O. leaned back, his forefinger manically chafing the cuticle on his thumb, like a housefly rubbing its legs together.

“Maybe we did them a favor,” he said.

I was certain I hadn’t done anyone a favor in quite some time.  Nonetheless, I engaged my jaws around a chunk of meat and masticated earnestly, peering into the air.

“In the photo … don’t you see,” O. continued.  “We made those boring statues happy … for one day … with red lips and big smiles and …”

“And rabbit ears,” I added, through a mouthful.

“Okay, and rabbit ears…”  O. conceded.  “The point is…”

O. sat up in his chair and, looking around suspiciously, lowered his voice. “The point is…those cardboard smiles and rabbit ears saved us.  S-a-v-e-d our lives.”

My left eyebrow flinched and, like a spy about to divulge his final tip-off, O. whispered, “They weren’t there to laugh at us…they wanted to help us.  You think this is a joke, but don’t you see, they wanted to thank us for one pathetic day of happiness in 700 years!”

To buy time, or to fete the glorious, unanticipated poetry of O.’s conclusion, I raised the empty wine bottle in the air and gestured to the waiter for another.  I reclined in my chair and considered the day’s events from O.s perspective.

His account, on target or not, seemed as passable as any.  And if, one day, back on the mainland, I should find myself face to face with an agnostic, I intended to make damn certain my facts were watertight.  To this end, I ventured a closing summation.

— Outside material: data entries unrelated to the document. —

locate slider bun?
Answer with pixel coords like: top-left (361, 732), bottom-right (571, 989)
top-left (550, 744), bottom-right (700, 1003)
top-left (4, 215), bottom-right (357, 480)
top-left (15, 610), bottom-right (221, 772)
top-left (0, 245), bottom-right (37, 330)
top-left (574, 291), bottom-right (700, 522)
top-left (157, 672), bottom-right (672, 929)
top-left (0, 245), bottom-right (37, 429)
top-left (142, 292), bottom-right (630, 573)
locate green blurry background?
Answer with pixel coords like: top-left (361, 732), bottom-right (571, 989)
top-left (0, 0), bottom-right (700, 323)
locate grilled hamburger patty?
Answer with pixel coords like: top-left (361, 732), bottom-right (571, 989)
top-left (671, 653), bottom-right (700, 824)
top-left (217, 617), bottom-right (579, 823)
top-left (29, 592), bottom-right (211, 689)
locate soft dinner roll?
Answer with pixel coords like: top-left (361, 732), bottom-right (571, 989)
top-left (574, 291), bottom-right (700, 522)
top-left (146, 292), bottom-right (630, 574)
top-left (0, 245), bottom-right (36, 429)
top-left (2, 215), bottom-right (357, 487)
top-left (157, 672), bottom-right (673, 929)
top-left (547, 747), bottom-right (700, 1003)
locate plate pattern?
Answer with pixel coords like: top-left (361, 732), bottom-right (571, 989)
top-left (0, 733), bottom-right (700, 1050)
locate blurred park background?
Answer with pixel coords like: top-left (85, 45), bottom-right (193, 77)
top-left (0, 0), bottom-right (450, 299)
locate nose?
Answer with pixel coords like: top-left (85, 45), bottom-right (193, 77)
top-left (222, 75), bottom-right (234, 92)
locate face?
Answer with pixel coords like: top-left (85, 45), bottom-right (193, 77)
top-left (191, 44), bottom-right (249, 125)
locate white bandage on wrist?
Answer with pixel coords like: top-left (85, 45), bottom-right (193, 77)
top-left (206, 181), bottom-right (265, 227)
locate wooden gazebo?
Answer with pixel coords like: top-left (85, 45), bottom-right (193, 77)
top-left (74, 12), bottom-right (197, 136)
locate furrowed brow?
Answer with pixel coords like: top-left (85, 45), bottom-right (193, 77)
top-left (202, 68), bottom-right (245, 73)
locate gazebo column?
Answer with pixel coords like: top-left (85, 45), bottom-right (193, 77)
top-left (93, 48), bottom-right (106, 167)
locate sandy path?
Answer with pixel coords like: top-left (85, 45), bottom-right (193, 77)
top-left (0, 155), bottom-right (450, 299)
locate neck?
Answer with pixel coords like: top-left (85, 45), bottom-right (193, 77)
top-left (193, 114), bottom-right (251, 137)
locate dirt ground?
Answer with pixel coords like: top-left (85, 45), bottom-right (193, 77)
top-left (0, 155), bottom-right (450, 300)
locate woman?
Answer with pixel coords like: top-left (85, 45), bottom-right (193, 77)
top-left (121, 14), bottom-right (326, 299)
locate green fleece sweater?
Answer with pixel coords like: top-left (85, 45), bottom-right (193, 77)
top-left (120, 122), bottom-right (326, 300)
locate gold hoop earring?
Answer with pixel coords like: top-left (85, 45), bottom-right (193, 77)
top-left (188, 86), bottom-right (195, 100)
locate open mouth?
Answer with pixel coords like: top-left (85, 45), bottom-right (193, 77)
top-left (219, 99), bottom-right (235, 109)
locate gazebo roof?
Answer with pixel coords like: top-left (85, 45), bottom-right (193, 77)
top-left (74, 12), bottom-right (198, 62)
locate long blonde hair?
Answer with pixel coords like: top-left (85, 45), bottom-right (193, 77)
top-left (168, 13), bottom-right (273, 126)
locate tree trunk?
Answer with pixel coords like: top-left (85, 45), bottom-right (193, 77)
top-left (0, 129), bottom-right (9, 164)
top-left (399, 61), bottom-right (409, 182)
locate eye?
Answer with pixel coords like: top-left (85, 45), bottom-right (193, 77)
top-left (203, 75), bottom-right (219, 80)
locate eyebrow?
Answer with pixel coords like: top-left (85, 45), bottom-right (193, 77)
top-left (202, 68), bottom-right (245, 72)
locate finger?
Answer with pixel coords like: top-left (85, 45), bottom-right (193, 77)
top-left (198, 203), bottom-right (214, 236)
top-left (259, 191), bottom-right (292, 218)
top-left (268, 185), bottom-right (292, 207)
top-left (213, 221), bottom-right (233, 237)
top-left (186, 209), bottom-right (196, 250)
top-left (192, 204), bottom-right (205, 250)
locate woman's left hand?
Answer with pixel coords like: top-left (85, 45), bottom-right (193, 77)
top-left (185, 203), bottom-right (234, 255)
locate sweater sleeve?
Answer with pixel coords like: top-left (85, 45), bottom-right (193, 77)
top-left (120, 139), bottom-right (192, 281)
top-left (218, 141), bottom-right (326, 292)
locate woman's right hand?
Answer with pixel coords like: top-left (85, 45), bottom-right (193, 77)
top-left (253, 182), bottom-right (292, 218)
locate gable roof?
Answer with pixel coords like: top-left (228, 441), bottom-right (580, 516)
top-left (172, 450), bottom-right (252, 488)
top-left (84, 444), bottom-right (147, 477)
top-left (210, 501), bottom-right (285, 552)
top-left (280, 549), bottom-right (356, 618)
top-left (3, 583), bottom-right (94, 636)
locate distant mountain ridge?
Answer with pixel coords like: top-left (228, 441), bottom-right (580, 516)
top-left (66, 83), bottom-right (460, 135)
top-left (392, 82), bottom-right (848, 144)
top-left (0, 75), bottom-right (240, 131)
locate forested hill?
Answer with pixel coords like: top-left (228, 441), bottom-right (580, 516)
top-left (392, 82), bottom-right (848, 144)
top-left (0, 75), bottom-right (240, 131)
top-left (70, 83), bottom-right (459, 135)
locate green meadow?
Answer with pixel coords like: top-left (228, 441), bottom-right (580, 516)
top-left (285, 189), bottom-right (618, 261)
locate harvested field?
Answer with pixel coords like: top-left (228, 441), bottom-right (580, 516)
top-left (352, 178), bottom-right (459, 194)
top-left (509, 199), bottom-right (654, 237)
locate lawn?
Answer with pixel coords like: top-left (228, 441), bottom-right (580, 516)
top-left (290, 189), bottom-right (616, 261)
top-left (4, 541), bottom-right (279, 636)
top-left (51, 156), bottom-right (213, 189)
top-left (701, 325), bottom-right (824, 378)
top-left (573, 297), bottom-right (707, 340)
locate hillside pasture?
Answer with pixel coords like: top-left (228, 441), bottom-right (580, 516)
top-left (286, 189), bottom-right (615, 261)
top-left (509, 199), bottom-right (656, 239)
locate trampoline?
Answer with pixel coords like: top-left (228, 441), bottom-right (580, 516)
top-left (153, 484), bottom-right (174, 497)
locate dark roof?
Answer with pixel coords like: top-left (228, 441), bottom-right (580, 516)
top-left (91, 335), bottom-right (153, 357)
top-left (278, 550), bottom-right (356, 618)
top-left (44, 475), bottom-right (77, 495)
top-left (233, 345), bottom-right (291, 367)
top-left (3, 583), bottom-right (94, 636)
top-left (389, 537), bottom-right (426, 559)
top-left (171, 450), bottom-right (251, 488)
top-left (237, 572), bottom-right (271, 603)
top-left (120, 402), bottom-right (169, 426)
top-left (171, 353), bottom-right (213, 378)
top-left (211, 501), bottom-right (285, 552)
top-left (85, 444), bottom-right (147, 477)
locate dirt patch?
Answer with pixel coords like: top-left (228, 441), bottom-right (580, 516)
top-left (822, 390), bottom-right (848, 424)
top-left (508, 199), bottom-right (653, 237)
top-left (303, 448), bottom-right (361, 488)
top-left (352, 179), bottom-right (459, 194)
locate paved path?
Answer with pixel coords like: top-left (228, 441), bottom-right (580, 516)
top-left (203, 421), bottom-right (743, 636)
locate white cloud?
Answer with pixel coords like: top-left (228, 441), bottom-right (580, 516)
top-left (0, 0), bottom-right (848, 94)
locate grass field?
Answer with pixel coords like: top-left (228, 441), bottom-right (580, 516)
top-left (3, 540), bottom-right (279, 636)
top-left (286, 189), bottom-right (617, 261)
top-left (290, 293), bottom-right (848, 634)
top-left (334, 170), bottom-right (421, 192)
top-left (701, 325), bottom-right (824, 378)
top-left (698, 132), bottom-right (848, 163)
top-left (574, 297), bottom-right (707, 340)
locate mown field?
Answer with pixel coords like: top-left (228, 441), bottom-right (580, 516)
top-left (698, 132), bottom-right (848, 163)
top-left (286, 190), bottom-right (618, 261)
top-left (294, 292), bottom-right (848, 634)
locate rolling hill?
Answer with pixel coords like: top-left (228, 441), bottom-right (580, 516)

“Let me get this straight.  You’re saying some statues saved our lives because we dressed them like Bugs Bunny and…”

In mid recap, O. threw both his hands in the air, like a cop stopping traffic at a busy intersection.  He was through with me.

As I got up to go to the bathroom, I heard O. mumble under his breath.

“What’s wrong with him, it’s not so f*cking complicated.”